Have you always wanted to attend college but weren’t sure how that goal could be accomplished? Perhaps you needed to work full-time to support yourself and your family. Or maybe you wanted to focus on raising your children, or had other family obligations, such as caring for a sick family member.
Other reasons for postponing may have included the overall cost of attending college, and you chose not to apply for a student loan. Whatever your personal reasons for not attending college before, you can do so now.
There are a variety of options available for adult learners. If you’re concerned about the cost of obtaining a degree, you may, for example, qualify for scholarships to cover the cost of tuition and books.
If you have small children, you may be able to place them in a campus daycare center. When you need to continue working during the day, you may also be able to take evening or weekend classes. Furthermore, there are campus advisors and other resources available to assist you.
What would you like to study? It’s possible that your career goals and interests have changed since you were in high school or even your 20s or 30s. You may want to consider one or more of these bachelor degree programs:
- Communication Studies
- Family Studies
- Human Development and Family Studies
- interdisciplinary Studies
If you want to complete an undergraduate program to increase your earning potential, you may be interested in the results of a 2012 Pew Research report. This report had the following data on median annual earnings:
- High School Diploma: $28,000
- Some college: $30,000
- Minimum of a bachelor’s degree: $45,500
The average starting salary for degree holders is $45,000 a year. In 2013 alone, it was found that individuals with bachelor’s degrees earned 98% more per hour than those individuals without a degree. Furthermore, 89% of college-educated Millennials were able to obtain full-time employment.
When surveyed, 83% of college graduates stated that their degrees made a difference. While your reasons for completing a bachelor’s degree are unique to you, just imagine the difference having this education can make on your life.

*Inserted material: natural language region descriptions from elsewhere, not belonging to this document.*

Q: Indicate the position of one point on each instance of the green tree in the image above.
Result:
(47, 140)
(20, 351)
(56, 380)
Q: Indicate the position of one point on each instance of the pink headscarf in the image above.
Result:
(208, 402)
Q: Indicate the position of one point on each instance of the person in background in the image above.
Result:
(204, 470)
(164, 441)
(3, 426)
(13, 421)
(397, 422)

If you already have a bachelor’s degree, you may have realized that an advanced degree can increase your employment options and promotional opportunities. If this is the case, you may be interested in one or more of these programs:
- Masters in Adult Education
- Masters in Business Administration
- Masters in Communication Studies
- Masters in Medical Laboratory Science
When you have a degree in Medical Laboratory Science, for example, enrolling in a Medical Laboratory Science masters program can potentially increase your opportunities. While you can obtain an entry-level position with a bachelor’s degree, you may need a Medical Laboratory Science masters in order to hold certain positions.
According to the Bureau of Labor Statistics’ (BLS) Occupational Outlook Handbook, in addition to your degree, you may need to obtain certification. This does, however, depend on the state within which you work.
If you plan to specialize in a specific area, after completing your Medical Laboratory Science masters, you may want to pursue certification. The BLS indicates that employers usually have a preference for certified medical technologists and technicians.
In addition to increased job and promotional opportunities, a four-year degree, as well as an advanced degree, can assist you with discovering a meaningful career.